Lee Robert Y, Li Kevin S, Sibley James, Cohen Trevor, Lober William B, O'Brien Janaki, LeDuc Nicole, Andrews Kasey Mallon, Ungar Anna, Walsh Jessica, Nielsen Elizabeth L, Dotolo Danae G, Kross Erin K
Division of Pulmonary, Critical Care, and Sleep Medicine, University of Washington, Seattle, USA.
Cambia Palliative Care Center of Excellence at UW Medicine, University of Washington, Seattle, USA.
medRxiv. 2025 Jun 24:2025.06.23.25330134. doi: 10.1101/2025.06.23.25330134.
Natural language processing (NLP) allows efficient extraction of clinical variables and outcomes from electronic health records (EHR). However, measuring pragmatic clinical trial outcomes may demand accuracy that exceeds NLP performance. Combining NLP with human adjudication can address this gap, yet few software solutions support such workflows. We developed a modular, scalable system for NLP-screened human abstraction to measure the primary outcomes of two clinical trials.
In two clinical trials of hospitalized patients with serious illness, a deep-learning NLP model screened EHR passages for documented goals-of-care discussions. Screen-positive passages were referred for human adjudication using a REDCap-based system to measure the trial outcomes. Dynamic pooling of passages using structured query language (SQL) within the REDCap database reduced unnecessary abstraction while ensuring data completeness.
In the first trial (N=2,512), NLP identified 22,187 screen-positive passages (0.8%) from 2.6 million EHR passages. Human reviewers adjudicated 7,494 passages over 34.3 abstractor-hours to measure the cumulative incidence and time to first documented goals-of-care discussion for all patients with 92.6% patient-level sensitivity. In the second trial (N=617), NLP identified 8,952 screen-positive passages (1.6%) from 559,596 passages at a threshold with near-100% sensitivity. Human reviewers adjudicated 3,509 passages over 27.9 abstractor-hours to measure the same outcome for all patients.
We present the design and source code for a scalable and efficient pipeline for measuring complex EHR-derived outcomes using NLP-screened human abstraction. This implementation is adaptable to diverse research needs, and its modular pipeline represents a practical middle ground between custom software and commercial platforms.
自然语言处理(NLP)可从电子健康记录(EHR)中高效提取临床变量和结果。然而,衡量务实的临床试验结果可能需要超出NLP性能的准确性。将NLP与人工判定相结合可以弥补这一差距,但很少有软件解决方案支持此类工作流程。我们开发了一个模块化、可扩展的系统,用于NLP筛选后的人工提取,以衡量两项临床试验的主要结果。
在两项针对重症住院患者的临床试验中,一个深度学习NLP模型对EHR段落进行筛选,以查找记录在案的照护目标讨论。筛选呈阳性的段落会使用基于REDCap的系统进行人工判定,以衡量试验结果。在REDCap数据库中使用结构化查询语言(SQL)对段落进行动态汇总,减少了不必要的提取工作,同时确保了数据完整性。

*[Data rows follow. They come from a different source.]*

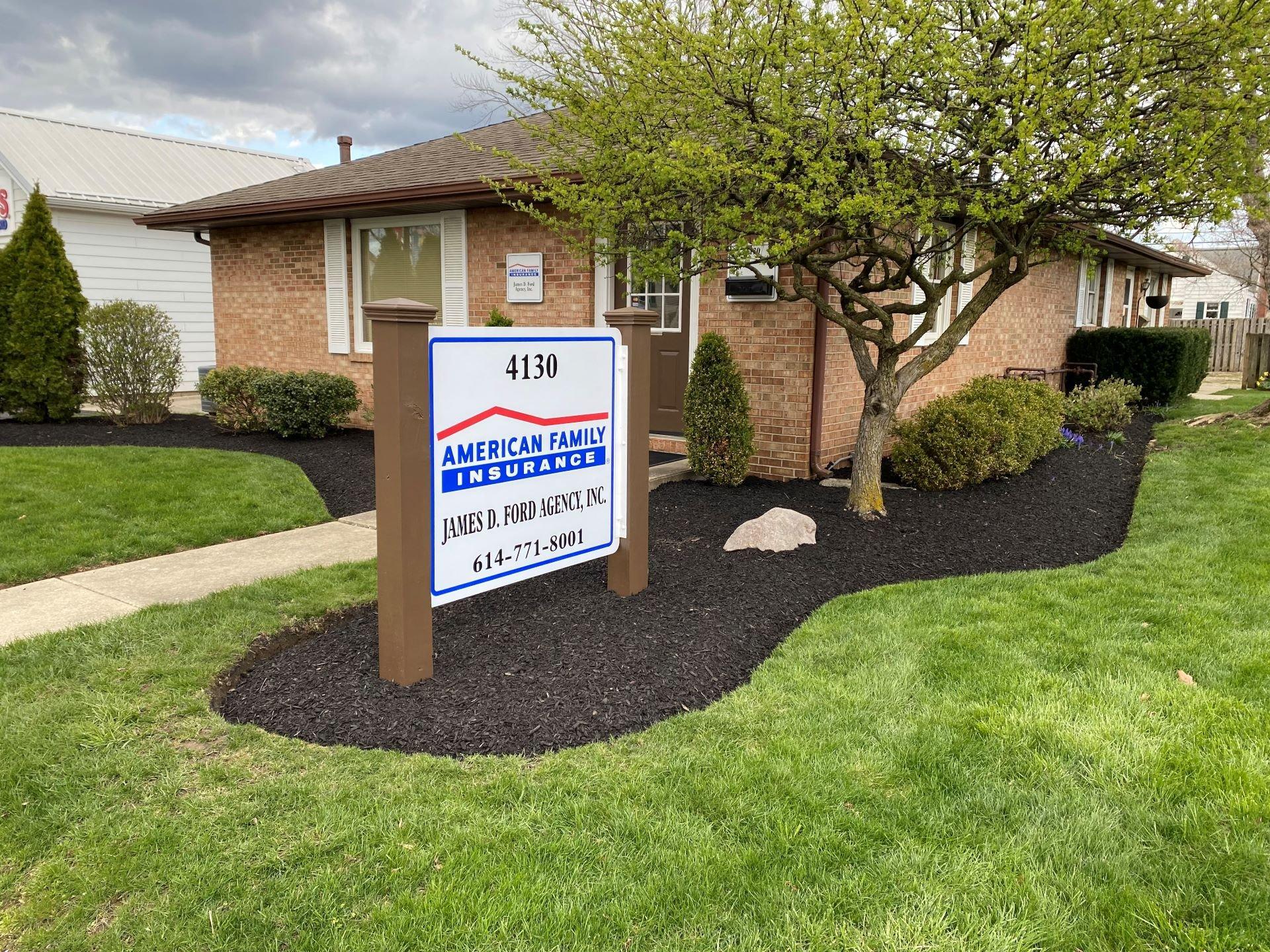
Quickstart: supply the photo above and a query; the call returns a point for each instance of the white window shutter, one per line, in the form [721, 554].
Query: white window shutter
[966, 290]
[919, 298]
[337, 287]
[1082, 284]
[454, 270]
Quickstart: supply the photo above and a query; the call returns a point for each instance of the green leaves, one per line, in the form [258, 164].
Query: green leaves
[793, 122]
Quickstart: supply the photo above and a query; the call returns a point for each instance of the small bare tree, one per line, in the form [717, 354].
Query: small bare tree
[884, 155]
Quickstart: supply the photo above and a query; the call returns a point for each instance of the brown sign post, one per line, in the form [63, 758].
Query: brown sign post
[628, 567]
[403, 476]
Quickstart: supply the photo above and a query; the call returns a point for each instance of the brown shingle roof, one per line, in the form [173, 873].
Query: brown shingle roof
[444, 167]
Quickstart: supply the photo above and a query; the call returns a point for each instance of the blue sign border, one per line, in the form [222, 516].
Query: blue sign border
[432, 451]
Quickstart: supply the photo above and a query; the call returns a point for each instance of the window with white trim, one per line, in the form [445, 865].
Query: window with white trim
[1127, 307]
[398, 257]
[1087, 292]
[662, 296]
[937, 270]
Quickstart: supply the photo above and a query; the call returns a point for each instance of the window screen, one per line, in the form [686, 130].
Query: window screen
[402, 262]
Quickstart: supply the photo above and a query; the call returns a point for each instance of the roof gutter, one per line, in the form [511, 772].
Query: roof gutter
[341, 205]
[1124, 248]
[820, 344]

在第一项试验(N = 2512)中,NLP从260万条EHR段落中识别出22187条筛选呈阳性的段落(0.8%)。人工评审员在34.3个提取工时内对7494条段落进行了判定,以衡量所有患者首次记录照护目标讨论的累积发生率和时间,患者层面的敏感性为92.6%。在第二项试验(N = 617)中,NLP在接近100%敏感性的阈值下,从559596条段落中识别出8952条筛选呈阳性的段落(1.6%)。人工评审员在27.9个提取工时内对3509条段落进行了判定,以衡量所有患者的相同结果。
我们展示了一个可扩展且高效的流程的设计和源代码,该流程使用NLP筛选后的人工提取来衡量复杂的EHR衍生结果。此实施方案适用于各种研究需求,其模块化流程代表了定制软件和商业平台之间的实用中间立场。